Another challenge is when newly merged companies combine 401(k) plans, as was the case with CenturyLink Inc., Monroe, La. Its DC plans were combined with those of Qwest Communications International Inc. and Embarq Corp. in 2012. The CenturyLink Dollars & Sense 401(k) Plan and Trust and the CenturyLink Union 401(k) Plan and Trust had a combined $5.236 billion in assets as of Sept. 30, according to Pensions & Investments data. Each plan has 40 investment options, according to BrightScope Inc.

“We were doing multiple plan consolidation, which was the catalyst for us wanting to use a transition manager,” said Kathleen Lutito, president and chief investment officer at CenturyLink Investment Management, Denver.

State Street Global Markets, Boston, was chosen to handle the DC transition, although Ms. Lutito said other transition managers were looked at as well. State Street is transition manager for CenturyLink's $12.9 billion defined benefit plan.

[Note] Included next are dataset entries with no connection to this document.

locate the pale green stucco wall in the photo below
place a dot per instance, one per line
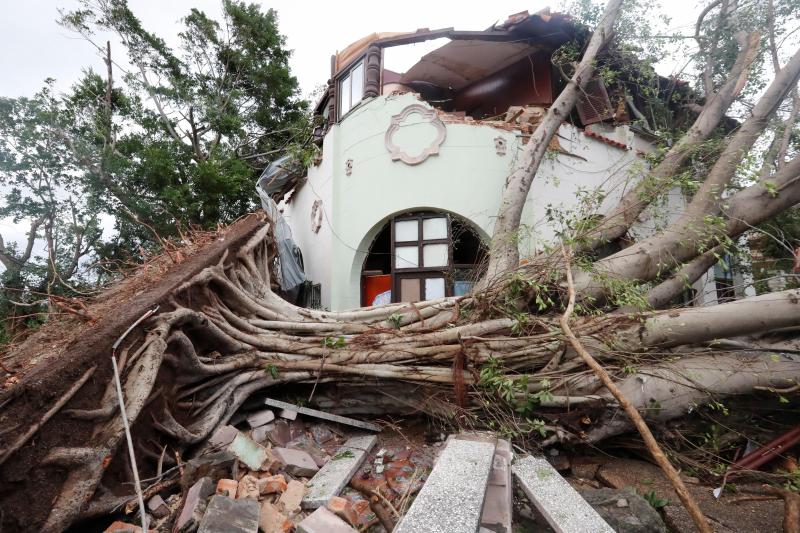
(466, 178)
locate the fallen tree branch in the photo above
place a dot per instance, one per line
(655, 450)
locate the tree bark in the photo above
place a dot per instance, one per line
(504, 253)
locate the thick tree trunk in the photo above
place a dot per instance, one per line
(504, 254)
(617, 222)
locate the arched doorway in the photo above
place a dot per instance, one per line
(422, 256)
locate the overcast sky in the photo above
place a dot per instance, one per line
(34, 47)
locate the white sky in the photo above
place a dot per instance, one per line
(34, 47)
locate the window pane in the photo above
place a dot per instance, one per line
(434, 288)
(462, 288)
(406, 230)
(434, 228)
(406, 257)
(357, 90)
(434, 255)
(344, 96)
(409, 290)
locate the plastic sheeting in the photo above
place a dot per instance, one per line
(289, 257)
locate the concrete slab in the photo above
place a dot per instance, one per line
(561, 505)
(260, 418)
(324, 521)
(336, 473)
(322, 414)
(498, 503)
(226, 515)
(452, 498)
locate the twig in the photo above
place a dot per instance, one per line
(655, 450)
(124, 415)
(47, 416)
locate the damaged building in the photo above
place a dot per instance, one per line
(414, 154)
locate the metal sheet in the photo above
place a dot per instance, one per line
(459, 63)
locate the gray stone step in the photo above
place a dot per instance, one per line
(321, 414)
(561, 505)
(498, 503)
(452, 498)
(336, 473)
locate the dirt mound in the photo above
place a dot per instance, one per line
(59, 353)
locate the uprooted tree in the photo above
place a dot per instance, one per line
(532, 337)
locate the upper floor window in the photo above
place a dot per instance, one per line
(351, 88)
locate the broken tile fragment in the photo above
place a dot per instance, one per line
(260, 418)
(223, 436)
(225, 515)
(292, 497)
(124, 527)
(322, 414)
(252, 454)
(261, 434)
(194, 505)
(452, 498)
(288, 414)
(342, 508)
(214, 465)
(272, 520)
(227, 487)
(336, 473)
(324, 521)
(296, 462)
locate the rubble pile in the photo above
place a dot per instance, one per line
(284, 469)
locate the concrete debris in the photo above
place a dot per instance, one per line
(324, 521)
(124, 527)
(214, 465)
(323, 415)
(261, 433)
(252, 454)
(288, 414)
(498, 503)
(342, 508)
(194, 506)
(563, 508)
(296, 462)
(223, 436)
(227, 487)
(272, 484)
(452, 498)
(333, 477)
(248, 488)
(260, 418)
(292, 498)
(225, 515)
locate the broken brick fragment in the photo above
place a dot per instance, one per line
(272, 520)
(248, 487)
(272, 484)
(292, 496)
(343, 509)
(227, 487)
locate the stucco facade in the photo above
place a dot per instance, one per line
(360, 187)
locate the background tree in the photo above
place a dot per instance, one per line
(551, 355)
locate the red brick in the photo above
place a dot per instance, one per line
(227, 487)
(343, 509)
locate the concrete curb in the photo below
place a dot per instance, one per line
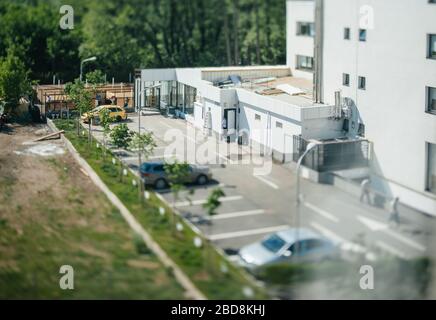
(191, 290)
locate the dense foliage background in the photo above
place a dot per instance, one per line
(128, 34)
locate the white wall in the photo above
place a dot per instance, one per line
(393, 60)
(298, 11)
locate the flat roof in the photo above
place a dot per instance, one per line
(243, 68)
(305, 99)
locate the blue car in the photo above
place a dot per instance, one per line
(153, 173)
(288, 246)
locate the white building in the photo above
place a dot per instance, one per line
(254, 108)
(300, 30)
(381, 56)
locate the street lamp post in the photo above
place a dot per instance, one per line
(309, 148)
(82, 63)
(139, 107)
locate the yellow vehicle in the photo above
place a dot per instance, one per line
(115, 112)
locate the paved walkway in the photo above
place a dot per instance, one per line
(192, 291)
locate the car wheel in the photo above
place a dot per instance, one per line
(202, 180)
(160, 184)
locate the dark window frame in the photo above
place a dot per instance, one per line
(428, 108)
(363, 33)
(361, 83)
(431, 52)
(347, 33)
(305, 29)
(346, 79)
(308, 60)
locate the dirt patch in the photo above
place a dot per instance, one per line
(142, 264)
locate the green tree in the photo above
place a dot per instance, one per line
(14, 82)
(177, 173)
(121, 136)
(213, 201)
(95, 77)
(81, 98)
(105, 121)
(143, 144)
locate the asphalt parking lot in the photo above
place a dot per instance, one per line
(257, 205)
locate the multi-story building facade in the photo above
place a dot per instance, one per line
(381, 56)
(355, 70)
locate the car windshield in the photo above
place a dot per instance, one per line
(273, 243)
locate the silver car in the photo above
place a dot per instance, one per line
(288, 246)
(153, 173)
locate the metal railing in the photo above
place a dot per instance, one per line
(333, 155)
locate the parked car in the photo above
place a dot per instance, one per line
(288, 246)
(154, 174)
(115, 112)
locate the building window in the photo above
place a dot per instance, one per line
(306, 29)
(431, 100)
(346, 79)
(361, 130)
(362, 35)
(431, 167)
(362, 83)
(431, 46)
(304, 63)
(347, 34)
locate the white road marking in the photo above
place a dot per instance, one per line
(321, 212)
(372, 224)
(344, 244)
(237, 214)
(266, 181)
(200, 202)
(390, 249)
(328, 233)
(405, 240)
(244, 233)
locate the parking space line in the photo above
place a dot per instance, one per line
(344, 244)
(407, 241)
(321, 212)
(328, 233)
(200, 202)
(244, 233)
(384, 246)
(237, 214)
(266, 181)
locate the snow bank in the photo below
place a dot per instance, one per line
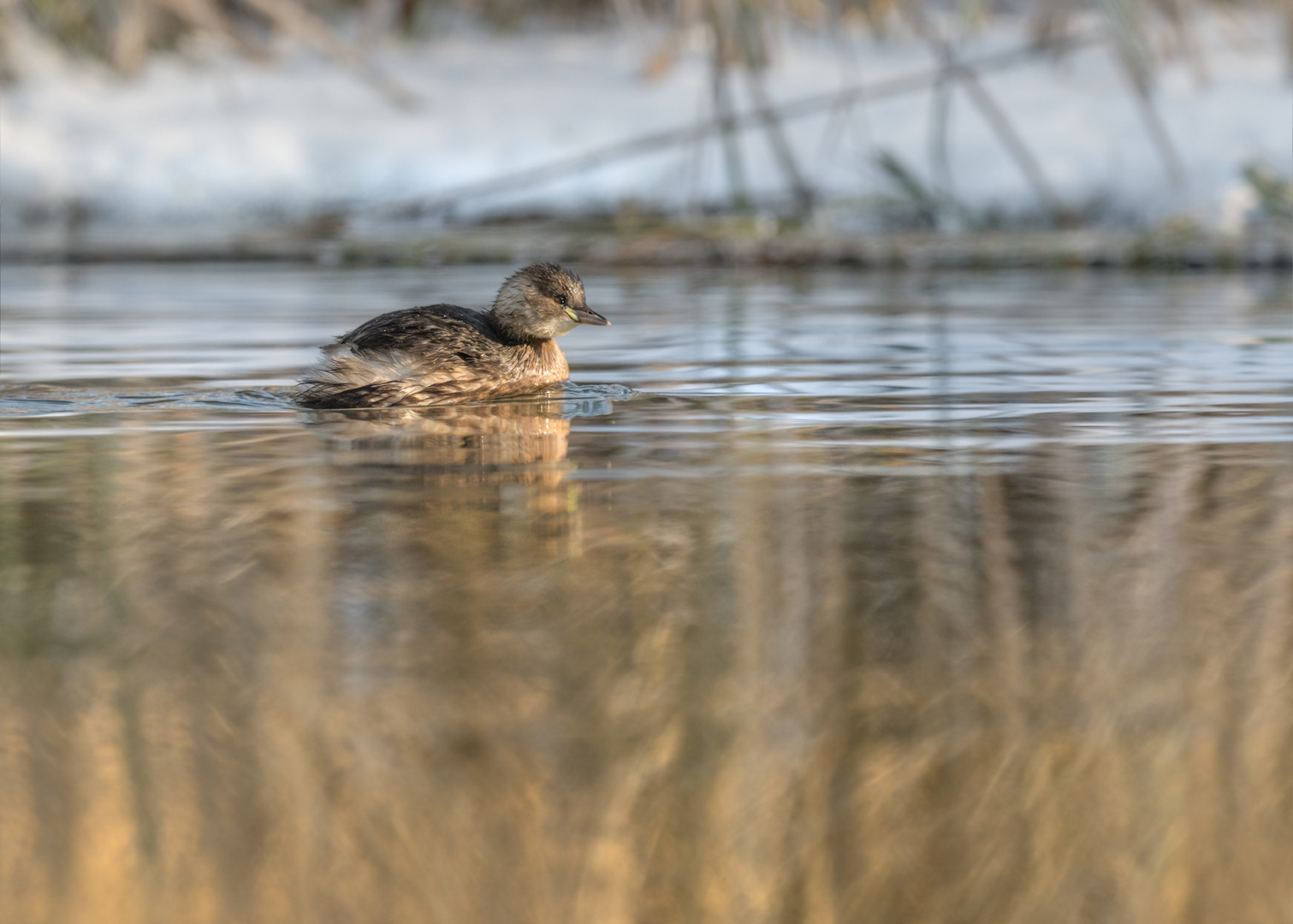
(224, 139)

Wells Fargo Institutional Retirement and Trust is the 401(k) plans' record keeper.

DC transitions have “a different set of challenges” from those in DB plans because of the number of people involved in the transitions, said Thomas Schoenbeck, senior investment consultant at Hewitt EnnisKnupp, Chicago.

“With a DC transition, there are a lot more people involved — the client, the custodian, the managers, the record keeper. It's particularly complex when moving from traditional mutual funds to white-label funds, where after the transition there's also a need to rebalance and sometimes having to swap out managers. In those kinds of transitions we have worked on, there are weekly calls with trustees and the other parties.”

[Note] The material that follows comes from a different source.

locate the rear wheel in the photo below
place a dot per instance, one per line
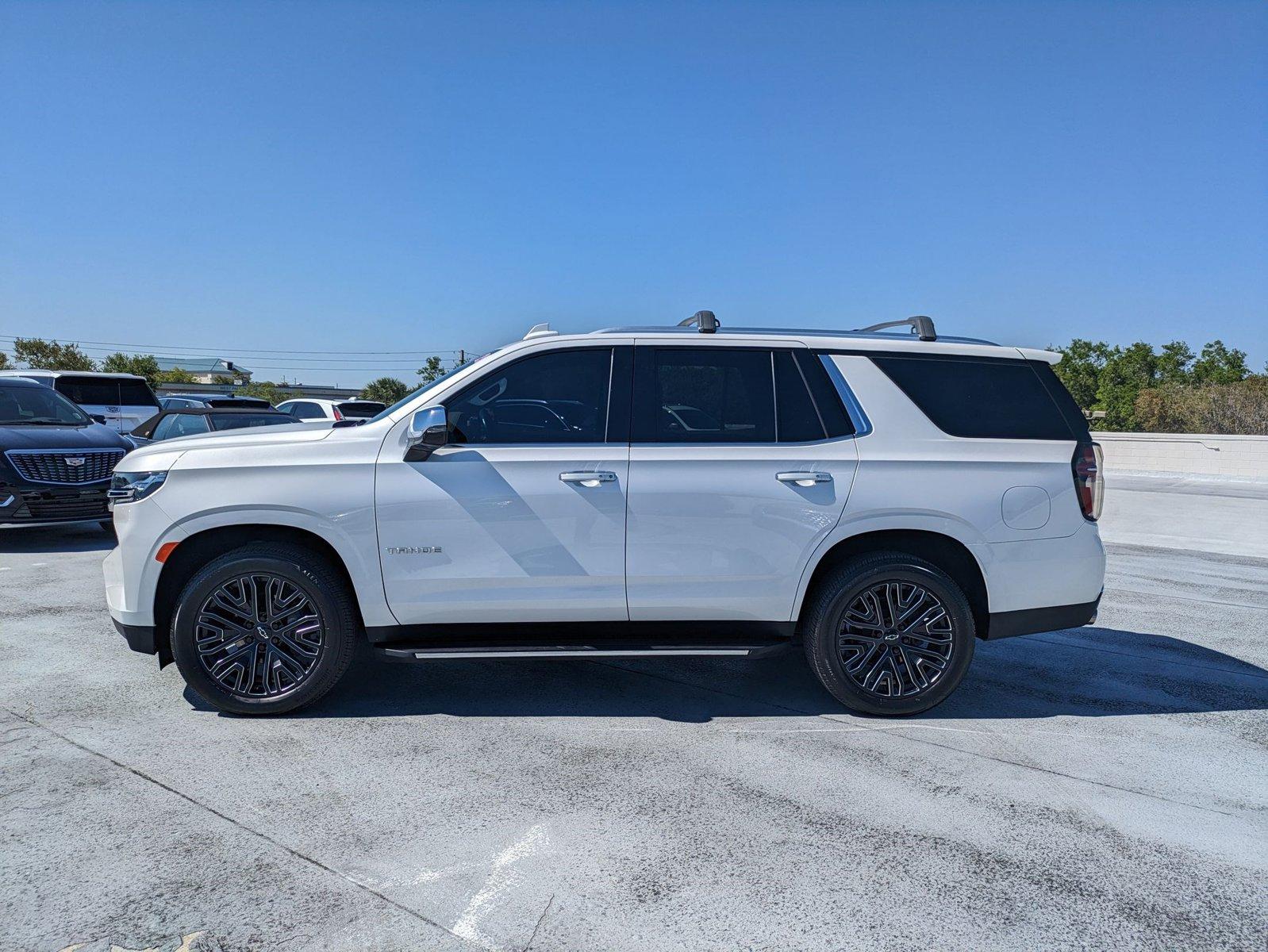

Added Keith Wilson, head of transition management at Penserra Securities, Orinda, Calif.: “DC plans are a different animal. For one thing, you have to work around whether there's a blackout period or not. If there is, you have a lot of work to do with cash coming in during transitions. Plus, mapping from a fund to a custom-made option is difficult.

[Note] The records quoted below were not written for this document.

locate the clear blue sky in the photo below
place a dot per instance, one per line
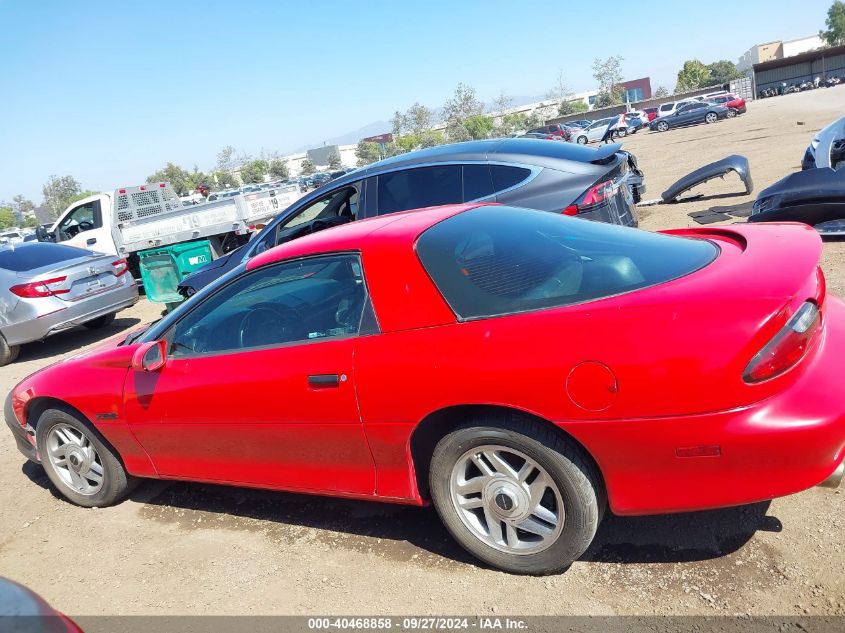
(109, 91)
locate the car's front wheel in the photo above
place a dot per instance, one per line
(516, 495)
(81, 465)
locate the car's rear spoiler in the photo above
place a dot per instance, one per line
(736, 163)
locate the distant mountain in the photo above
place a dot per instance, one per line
(381, 127)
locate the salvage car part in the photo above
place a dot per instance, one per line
(827, 148)
(719, 169)
(815, 197)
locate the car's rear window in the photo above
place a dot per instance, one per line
(32, 255)
(497, 260)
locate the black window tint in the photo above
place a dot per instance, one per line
(421, 187)
(477, 182)
(303, 300)
(494, 260)
(34, 255)
(505, 176)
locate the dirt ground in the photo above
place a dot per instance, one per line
(177, 548)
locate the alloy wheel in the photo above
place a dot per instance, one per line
(507, 500)
(75, 460)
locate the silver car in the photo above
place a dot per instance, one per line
(46, 288)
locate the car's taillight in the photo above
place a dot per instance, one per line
(787, 347)
(119, 267)
(37, 289)
(593, 197)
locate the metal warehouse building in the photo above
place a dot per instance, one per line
(824, 63)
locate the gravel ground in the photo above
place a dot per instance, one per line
(177, 548)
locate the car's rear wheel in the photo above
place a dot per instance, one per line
(516, 494)
(103, 321)
(81, 465)
(8, 353)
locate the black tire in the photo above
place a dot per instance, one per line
(8, 353)
(577, 479)
(116, 482)
(100, 322)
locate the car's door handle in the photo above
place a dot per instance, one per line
(322, 381)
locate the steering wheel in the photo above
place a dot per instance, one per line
(267, 324)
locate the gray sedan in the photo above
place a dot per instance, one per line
(46, 288)
(690, 114)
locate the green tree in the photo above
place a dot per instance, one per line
(367, 152)
(278, 168)
(255, 170)
(608, 76)
(572, 107)
(723, 71)
(511, 123)
(462, 105)
(175, 175)
(479, 126)
(21, 205)
(7, 218)
(308, 167)
(431, 138)
(835, 34)
(692, 75)
(224, 179)
(58, 193)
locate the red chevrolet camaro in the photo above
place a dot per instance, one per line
(522, 370)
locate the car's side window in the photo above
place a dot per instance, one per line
(299, 301)
(421, 187)
(83, 218)
(336, 208)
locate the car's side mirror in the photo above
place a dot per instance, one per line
(150, 356)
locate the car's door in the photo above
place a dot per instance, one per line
(83, 227)
(258, 386)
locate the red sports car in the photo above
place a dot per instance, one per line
(522, 370)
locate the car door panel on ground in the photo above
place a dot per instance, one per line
(259, 386)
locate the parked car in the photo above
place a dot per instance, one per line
(446, 355)
(595, 131)
(557, 177)
(46, 288)
(735, 104)
(666, 109)
(690, 114)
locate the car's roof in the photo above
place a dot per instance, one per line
(406, 225)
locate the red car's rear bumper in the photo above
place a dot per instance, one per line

“Another issue has to do with large corporate plans that are creating their own target-date options and using derivatives as well as equity and fixed income in them. All that makes DC transitions more difficult.”

Lengthy process

Time also makes DC transitions more complex. While DB transitions can take as little as a few days, in some instances, those on the DC side can take months — sometimes even more than a year.

“It's different (from DB) because of the logistical coordination required,” said Mercer Sentinel's Mr. Sachs. “You're operating in a daily NAV (net asset value) environment. You must give a participant 30 days notification of a manager change in an option, but with all the coordination work involved for the record keeper, the custodian, the transition manager and the plan, it can take 10 to 13 weeks of preparation for the transition.”

“You need experienced project managers working full time on a transition for a longer period of time” than with a DB transition, said Ross McLellan, founder and president of transition management data analysis firm Harbor Analytics, Hingham, Mass. “With a DB transition, a project manager can do two or three at a time; with DC, it requires constant monitoring and working with a lot of different people - the plan trustees, the custodian, the record keeper, the managers. Some (transition managers) use automation to monitor, some throw more people at it.”

Much of the growth in DC transition management has been under the radar as searches for such managers aren't generally conducted through requests for proposals, but instead are done by plan executives based on the recommendation of investments consultants.

Every transition requires a new pitch, and because of that, “a manager's reputation is everything,” said Peter Weiner, senior managing director, head of Americas asset owner business, State Street Global Markets, Boston. “Even if we did a previous transition, we still have to pitch for these every time. But you get a comfort level with a plan sponsor that you hope will work in your favor.”

He said State Street conducted 100 DC transitions in 2014, of which 10 involved transitions ranging from $5 billion to $20 billion.

CenturyLink's Ms. Lutito said future transitions of underlying managers in the CenturyLink investment options will be done on a “case-by-case basis.”